What is Metadata?

Metadata can be defined as data about data. The goal of incorporating metadata into data sources is to enable the end-user to find items and contextually relevant information. Data sources are generally heterogeneous and can be unstructured, semi-structured, and structured. In the semantic Web, a data source is typically a document, such as a Web page, containing textual content or data. Of course, other types of resources may also include metadata information, such as records from a digital library. The first form of semantic data on the Web was metadata  information.

These basically include:

  • Means of creation of the data
  • Purpose of the data
  • Time and date of creation
  • Creator or author of data
  • Placement on a computer network where the data was created
  • Standards used

Example of Metadata:

A meta element specifies name and associated content attributes describing aspects of the HTML page. <meta name="keywords"content="wikipedia,encyclopedia"> Default charset for plain text is simply set with meta:<meta http-equiv="Content-Type" content="text/html charset=UTF-8" >

Types of Metadata

  1. Syntactic Metadata
  2. Structural Metadata
  3. Semantic Metadata
  4. Creating and Extracting Semantic Metadata

1. Syntactic Metadata

The simplest form of metadata is syntactic metadata. It describes non-contextual information about content and provides very general information, such as the documents size, location, or date of creation. Syntactic metadata attaches labels or tags to data. The following example shows syntactic metadata describing a document:

<name> = report.pdf

<creation> =30-09-2005

<modified> = 15-10-2005

<size> = 2048

2. Structural Metadata

Structural metadata provides information regarding the structure of content. It describes how items are put together or arranged. The amount and type of such metadata will vary widely with the type of document. For example, an HTML document may have a set of predefined tags, but these exist primarily for rendering purposes. Therefore, they are not very helpful in providing contextual information for content. Nevertheless, positional or structural placement of information within a document can be used to further embellish metadata (e.g., terms or concepts appear in a title may be give higher weight to that appearing in the body).

<!ELEMENT contacts (contact*)>

<!ELEMENT contact (name, birthdate)>


<!ELEMENT birthdate (#PCDATA)>

3. Semantic Metadata

Semantic metadata adds relationships, rules, and constraints to syntactic and structural metadata. This metadata describe contextually relevant or domain-specific information about content based on a domain specific metadata model or ontology, providing a context for interpretation. In a sense, they capture a meaning associated with the content. If a formal ontology is used for describing and interpreting this type of metadata, then it lends itself to machine process ability and hence higher degrees of automation.

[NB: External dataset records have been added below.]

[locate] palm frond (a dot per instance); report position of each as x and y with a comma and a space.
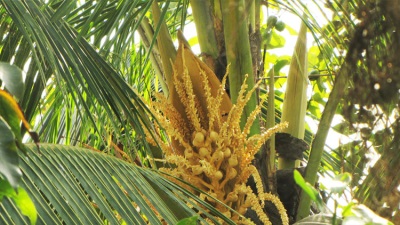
74, 185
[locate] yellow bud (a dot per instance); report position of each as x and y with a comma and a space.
218, 175
232, 173
214, 136
197, 170
227, 152
218, 156
203, 152
233, 161
232, 197
198, 139
188, 153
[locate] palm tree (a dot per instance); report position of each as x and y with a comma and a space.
90, 78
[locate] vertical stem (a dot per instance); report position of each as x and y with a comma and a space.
318, 144
238, 54
203, 19
295, 102
164, 41
271, 123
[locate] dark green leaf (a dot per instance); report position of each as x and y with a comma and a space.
9, 156
307, 188
25, 204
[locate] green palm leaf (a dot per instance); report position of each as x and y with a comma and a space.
74, 185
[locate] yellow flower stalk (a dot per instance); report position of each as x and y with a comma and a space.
207, 145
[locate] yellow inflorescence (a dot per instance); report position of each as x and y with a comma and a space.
208, 147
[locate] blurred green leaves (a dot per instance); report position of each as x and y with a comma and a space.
11, 141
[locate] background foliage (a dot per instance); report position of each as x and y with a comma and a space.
87, 62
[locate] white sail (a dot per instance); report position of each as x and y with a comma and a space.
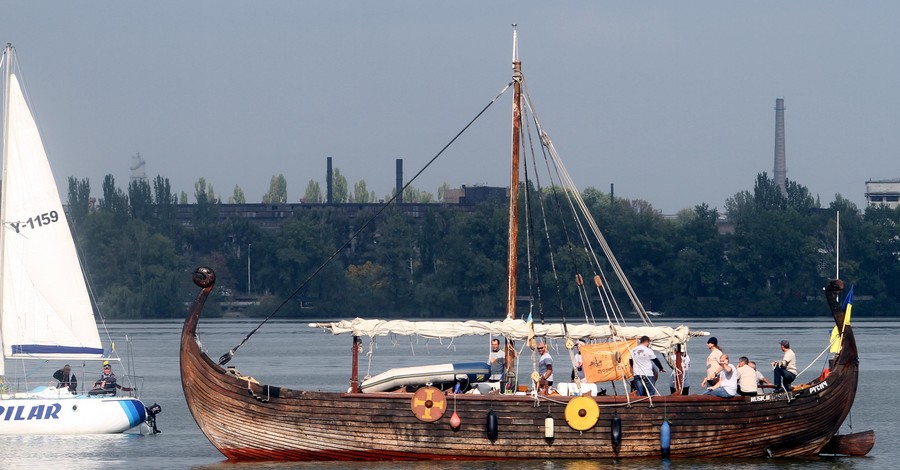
45, 308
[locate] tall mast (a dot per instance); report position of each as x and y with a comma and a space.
514, 182
7, 73
837, 247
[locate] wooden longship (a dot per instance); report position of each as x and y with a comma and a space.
247, 420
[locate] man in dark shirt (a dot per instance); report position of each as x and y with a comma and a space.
66, 378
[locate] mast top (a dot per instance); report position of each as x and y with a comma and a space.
515, 45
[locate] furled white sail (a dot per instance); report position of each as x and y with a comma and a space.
661, 338
45, 308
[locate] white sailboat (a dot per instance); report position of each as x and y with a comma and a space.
45, 310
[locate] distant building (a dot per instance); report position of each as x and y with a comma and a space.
886, 192
469, 195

4. Creating and Extracting Semantic Metadata

In order to extract optimal value from a document and make it usable, it needs to be effectively tagged by analyzing and extracting relevant information of semantic interest. Many techniques can be used to achieve this based on extracting syntactic and semantic metadata from documents (Sheth 2003). These include:

    • Semantic lexicons, nomenclatures, reference sets and thesauri
    • Document analysis
    • Ontologies